Un journal, peut-être ? Un carnet, plus sûrement. Des notes et des impressions. Des textes gouvernés par la circonstance. Improvisés quand il faut. Mal écrits souvent, à la hâte ou sur le vif.

D’une intention encore mal éclaircie. Ils (se) cherchent moins quelque patronage littéraire qu'à découvrir cette intention.

Des papiers, encore. Drôle de matière. Moins emblème que dissonance, lorsqu’on les mesure à leurs ponctuations numériques. Il arrive toutefois qu'ils s’accordent avec le sens qu'ils possèdent en langue anglaise. Ils (re)deviennent alors une catégorie du discours.

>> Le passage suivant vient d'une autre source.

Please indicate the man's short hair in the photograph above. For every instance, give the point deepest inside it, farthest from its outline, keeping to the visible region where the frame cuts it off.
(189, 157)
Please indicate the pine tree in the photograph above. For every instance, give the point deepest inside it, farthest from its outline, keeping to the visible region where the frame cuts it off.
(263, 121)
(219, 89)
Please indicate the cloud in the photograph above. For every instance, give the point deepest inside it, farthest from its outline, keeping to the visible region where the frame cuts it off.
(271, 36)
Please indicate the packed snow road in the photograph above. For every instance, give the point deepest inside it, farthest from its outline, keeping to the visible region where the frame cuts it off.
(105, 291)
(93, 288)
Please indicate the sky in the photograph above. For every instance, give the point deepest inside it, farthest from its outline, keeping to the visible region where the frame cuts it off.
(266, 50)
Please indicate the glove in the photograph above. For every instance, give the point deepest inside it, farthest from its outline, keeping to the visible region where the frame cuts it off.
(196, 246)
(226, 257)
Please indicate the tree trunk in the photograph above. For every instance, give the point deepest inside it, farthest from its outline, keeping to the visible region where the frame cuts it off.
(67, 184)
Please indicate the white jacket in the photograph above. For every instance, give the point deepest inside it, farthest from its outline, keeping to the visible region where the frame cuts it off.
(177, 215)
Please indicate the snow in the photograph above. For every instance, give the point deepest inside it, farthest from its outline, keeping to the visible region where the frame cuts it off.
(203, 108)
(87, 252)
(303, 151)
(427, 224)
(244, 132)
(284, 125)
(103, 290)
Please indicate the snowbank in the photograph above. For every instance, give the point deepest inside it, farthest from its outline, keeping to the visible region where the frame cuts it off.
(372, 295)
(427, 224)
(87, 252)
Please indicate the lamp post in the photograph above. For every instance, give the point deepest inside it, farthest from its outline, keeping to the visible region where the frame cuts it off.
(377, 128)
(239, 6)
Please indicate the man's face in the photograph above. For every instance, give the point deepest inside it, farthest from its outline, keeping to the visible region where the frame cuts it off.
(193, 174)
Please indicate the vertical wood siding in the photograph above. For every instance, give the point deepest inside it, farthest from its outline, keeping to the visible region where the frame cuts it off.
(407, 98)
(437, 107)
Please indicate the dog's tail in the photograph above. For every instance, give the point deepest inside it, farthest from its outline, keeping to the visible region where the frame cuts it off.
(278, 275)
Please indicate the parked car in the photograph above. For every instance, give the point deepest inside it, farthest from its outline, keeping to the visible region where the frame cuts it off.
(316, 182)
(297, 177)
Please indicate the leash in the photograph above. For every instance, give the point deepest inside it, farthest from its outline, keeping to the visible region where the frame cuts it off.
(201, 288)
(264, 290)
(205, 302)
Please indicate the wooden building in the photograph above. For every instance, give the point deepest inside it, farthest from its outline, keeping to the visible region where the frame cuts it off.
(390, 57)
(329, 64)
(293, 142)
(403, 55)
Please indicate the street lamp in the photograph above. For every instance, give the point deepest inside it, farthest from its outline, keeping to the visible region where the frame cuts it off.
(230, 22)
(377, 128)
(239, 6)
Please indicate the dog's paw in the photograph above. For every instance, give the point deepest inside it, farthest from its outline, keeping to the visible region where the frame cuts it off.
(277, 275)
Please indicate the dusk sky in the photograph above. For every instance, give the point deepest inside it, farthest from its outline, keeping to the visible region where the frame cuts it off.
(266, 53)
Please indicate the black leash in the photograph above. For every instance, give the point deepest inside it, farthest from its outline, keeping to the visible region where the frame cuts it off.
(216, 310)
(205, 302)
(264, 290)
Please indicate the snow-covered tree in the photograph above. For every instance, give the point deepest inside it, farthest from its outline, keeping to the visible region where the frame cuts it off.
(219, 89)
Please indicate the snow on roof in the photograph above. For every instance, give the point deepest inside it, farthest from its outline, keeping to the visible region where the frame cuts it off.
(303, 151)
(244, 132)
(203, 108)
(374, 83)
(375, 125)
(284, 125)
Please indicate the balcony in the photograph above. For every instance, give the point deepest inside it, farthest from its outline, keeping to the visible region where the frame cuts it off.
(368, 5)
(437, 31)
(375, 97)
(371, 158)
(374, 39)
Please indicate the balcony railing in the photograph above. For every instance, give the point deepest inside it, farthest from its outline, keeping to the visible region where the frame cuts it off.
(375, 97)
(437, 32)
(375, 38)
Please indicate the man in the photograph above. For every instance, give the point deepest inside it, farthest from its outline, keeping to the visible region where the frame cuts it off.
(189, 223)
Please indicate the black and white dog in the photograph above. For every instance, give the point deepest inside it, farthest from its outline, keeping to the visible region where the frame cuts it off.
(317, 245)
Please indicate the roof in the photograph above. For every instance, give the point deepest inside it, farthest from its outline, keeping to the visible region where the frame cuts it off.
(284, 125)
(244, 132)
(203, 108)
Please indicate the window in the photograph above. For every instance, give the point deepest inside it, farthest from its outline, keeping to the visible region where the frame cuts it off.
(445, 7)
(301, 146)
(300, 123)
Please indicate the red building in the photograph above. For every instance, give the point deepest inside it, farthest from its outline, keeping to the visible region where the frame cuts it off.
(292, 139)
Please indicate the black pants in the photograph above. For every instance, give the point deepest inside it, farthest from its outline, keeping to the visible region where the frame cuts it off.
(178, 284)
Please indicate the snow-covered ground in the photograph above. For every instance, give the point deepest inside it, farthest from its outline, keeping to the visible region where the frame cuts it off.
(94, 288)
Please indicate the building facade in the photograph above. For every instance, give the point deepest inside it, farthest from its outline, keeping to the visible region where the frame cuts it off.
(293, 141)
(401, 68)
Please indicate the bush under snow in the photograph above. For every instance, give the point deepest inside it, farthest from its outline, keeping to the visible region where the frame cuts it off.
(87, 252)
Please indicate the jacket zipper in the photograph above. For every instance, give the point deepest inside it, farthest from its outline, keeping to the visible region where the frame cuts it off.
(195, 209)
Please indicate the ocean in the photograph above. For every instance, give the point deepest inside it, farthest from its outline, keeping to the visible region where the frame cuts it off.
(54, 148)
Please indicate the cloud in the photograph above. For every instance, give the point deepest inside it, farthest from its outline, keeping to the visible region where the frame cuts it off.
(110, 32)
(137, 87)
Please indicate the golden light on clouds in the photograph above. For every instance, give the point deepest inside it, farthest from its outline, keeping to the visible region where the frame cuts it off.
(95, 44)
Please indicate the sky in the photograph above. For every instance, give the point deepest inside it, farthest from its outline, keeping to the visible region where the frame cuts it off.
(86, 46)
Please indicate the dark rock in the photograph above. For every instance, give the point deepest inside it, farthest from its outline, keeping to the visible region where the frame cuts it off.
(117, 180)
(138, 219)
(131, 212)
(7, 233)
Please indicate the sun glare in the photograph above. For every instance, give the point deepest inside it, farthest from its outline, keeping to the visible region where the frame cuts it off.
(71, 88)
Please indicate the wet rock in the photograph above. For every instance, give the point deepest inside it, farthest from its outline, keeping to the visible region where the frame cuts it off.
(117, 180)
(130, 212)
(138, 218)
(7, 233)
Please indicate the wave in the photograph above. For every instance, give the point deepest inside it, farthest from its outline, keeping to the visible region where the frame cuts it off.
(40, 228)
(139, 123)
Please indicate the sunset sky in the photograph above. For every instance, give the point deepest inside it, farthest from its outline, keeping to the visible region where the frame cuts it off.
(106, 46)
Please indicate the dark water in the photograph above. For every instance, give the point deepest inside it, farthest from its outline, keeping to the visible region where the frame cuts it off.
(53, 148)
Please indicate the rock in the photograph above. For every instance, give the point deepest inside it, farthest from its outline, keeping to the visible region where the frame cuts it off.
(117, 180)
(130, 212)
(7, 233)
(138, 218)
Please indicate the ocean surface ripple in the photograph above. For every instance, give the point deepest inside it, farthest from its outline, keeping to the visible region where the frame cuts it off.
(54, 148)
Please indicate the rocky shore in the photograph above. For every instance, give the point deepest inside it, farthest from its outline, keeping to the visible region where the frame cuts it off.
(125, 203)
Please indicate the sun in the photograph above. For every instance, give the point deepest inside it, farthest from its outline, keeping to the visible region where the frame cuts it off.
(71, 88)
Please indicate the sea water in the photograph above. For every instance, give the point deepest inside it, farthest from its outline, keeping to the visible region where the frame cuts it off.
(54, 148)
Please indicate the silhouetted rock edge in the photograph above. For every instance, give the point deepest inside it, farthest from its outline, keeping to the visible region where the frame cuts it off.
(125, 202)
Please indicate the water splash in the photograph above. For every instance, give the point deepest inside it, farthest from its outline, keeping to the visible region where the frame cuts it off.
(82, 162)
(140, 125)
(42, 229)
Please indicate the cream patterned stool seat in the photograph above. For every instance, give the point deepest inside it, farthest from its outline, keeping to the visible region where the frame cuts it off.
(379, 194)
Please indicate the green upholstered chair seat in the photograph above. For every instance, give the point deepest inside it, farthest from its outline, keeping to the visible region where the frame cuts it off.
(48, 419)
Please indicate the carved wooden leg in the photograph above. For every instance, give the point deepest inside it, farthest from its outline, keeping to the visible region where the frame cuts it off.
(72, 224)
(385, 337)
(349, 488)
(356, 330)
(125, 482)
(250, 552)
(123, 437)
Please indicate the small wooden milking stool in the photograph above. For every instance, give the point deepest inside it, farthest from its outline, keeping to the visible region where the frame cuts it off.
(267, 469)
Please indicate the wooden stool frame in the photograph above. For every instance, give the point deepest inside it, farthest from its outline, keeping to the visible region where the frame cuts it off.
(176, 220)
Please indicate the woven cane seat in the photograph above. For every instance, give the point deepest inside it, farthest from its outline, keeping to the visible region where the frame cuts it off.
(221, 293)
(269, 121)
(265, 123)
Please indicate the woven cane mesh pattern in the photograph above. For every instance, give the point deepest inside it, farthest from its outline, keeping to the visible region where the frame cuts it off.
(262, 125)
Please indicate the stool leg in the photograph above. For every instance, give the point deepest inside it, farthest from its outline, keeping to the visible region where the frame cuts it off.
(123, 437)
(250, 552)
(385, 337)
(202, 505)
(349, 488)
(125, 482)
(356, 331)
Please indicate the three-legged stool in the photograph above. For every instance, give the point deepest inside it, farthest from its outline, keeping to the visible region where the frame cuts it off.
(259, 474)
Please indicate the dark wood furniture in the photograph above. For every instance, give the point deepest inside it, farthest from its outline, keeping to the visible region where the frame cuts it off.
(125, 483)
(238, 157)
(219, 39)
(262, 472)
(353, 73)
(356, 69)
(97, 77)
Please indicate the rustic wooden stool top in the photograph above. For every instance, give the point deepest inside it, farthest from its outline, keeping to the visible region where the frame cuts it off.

Ce sont généralement plutôt des brèves, des citations ou des gloses. Des bouts d'expérience, qui deviennent par accident métaphores. Des morceaux d'actualité. Et pour tout dire, les digressions y occupent le centre.

Les dates qui leur répondent, aléatoires ou affectives, ne tiennent elles-mêmes que de fendre un peu des événements de nature très diverse, intimes ou publics, quelconques - incertains.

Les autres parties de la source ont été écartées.